- Chicago-area commuter rail Metra will convert three of its oldest diesel-powered locomotives to run on zero-emission battery-electric power, under a plan approved by its board of directors last week. It has the option to convert an additional three locomotives after testing the initial three, for a total project cost of $34.6 million. The initial conversion is expected to be finished in about 3.5 years.
- The locomotives will have a range of about 150 miles. Chargers will be installed at the main yard and a farther location.
- Metra considers this a pilot project to determine whether this system will work for its operating environment and which technologies are best. It plans to test the converted units on a roughly 15-mile section of a commuter line that runs from downtown Chicago to Joliet, Illinois.
Battery-operated locomotives are emerging in the market, but so far mostly in freight transport rather than transit. Wabtec unveiled its first battery-electric locomotive last fall, and two months later Canadian National Railway purchased one. This year, Union Pacific Railroad announced plans to purchase up to 20 battery-electric locomotives from Wabtec and Progress Rail and upgrade its yard infrastructure.

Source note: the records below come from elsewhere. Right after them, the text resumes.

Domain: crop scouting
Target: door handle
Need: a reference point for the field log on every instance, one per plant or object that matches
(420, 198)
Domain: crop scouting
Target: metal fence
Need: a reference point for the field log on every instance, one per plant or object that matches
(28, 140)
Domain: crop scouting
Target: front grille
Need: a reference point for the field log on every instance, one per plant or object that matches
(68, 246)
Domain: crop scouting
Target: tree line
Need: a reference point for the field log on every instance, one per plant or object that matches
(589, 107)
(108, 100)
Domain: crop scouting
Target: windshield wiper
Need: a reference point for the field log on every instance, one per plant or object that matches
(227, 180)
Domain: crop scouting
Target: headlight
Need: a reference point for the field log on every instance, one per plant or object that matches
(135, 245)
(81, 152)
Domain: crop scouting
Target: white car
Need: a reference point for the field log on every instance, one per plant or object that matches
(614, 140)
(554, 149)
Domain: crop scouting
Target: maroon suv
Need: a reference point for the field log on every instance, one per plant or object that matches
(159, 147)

New York commuter rail Long Island Rail Road planned to add battery-electric trains, but last month scrapped the project after determining that retrofitting its current equipment isn’t feasible. Massachusetts Gov. Charlie Baker signed legislation earlier this month that includes orders for Boston-area transit agency Massachusetts Bay Transportation Authority to pursue battery-electric locomotives. Earlier this summer, however, at least one MBTA board member expressed skepticism that the agency would be the first in the nation to roll out the technology since other transit agencies were also pursuing it.
Because battery-electric trains are a new concept for transit, Metra didn’t model its project on one in another city, according to Metra spokesperson Meg Thomas-Reile. Instead, the agency issued a request for proposals last year to determine if and how equipment manufacturers could do such a retrofit and awarded the work to Progress Rail.
“This is a test to see if this technology can perform the way we need it to in commuter operations... and that includes everything from serving customers to charging to see how this is going to work," Thomas-Reile said.
The converted locomotives will be compatible with existing railcars and diesel locomotives, operate at speeds up to 79 miles per hour and the batteries will also power on-board systems like lighting and HVAC. They are expected to be quieter and cheaper to operate and maintain than diesel versions.
In 2010, a Chicago Tribune investigation raised questions about air quality on Metra trains due to high levels of diesel soot. Metra then launched a series of air quality tests, in addition to soliciting task force recommendations for reducing diesel exhaust. Federal funding has helped the agency advance its decarbonization goals.
Besides purchasing the battery-electric locomotives, Metra has taken other steps recently to reduce emissions. It ordered 15 remanufactured locomotives, with the option to purchase 27 more, that meet modern U.S. Environmental Protection Agency standards and will replace legacy locomotives. It seeks to purchase six higher-standard switch locomotives — typically used for moving railroad cars inside a rail yard — and one all-electric switch locomotive.
“Our goal is to get as green as possible,” Thomas-Reile said. “With electric-motor vehicles on the market now, and the market growing, we want to be forward-thinking and look at potential applications.”
Not all emerging electrification technologies are feasible for Metra, she explained. The commuter rail shares much infrastructure with freight rail, so it couldn’t use a catenary system in which vehicles connect to an overhead power line, as is popular for buses in cities like San Francisco and Seattle.
Charging infrastructure is an integral part of Metra’s project. The chargers will be part of a separate procurement, and Metra will issue a separate request for bids once the locomotive design is finalized, according to Thomas-Reile.
Considering Chicago’s reputation for harsh winters, part of Metra’s testing involves monitoring and analyzing the retrofitted locomotives’ performance in winter weather. Electric vehicles experience performance declines in cold weather because extreme cold affects lithium-ion batteries.
“Everything's great on paper, but we have to see how it works in a real-world environment," Thomas-Reile said.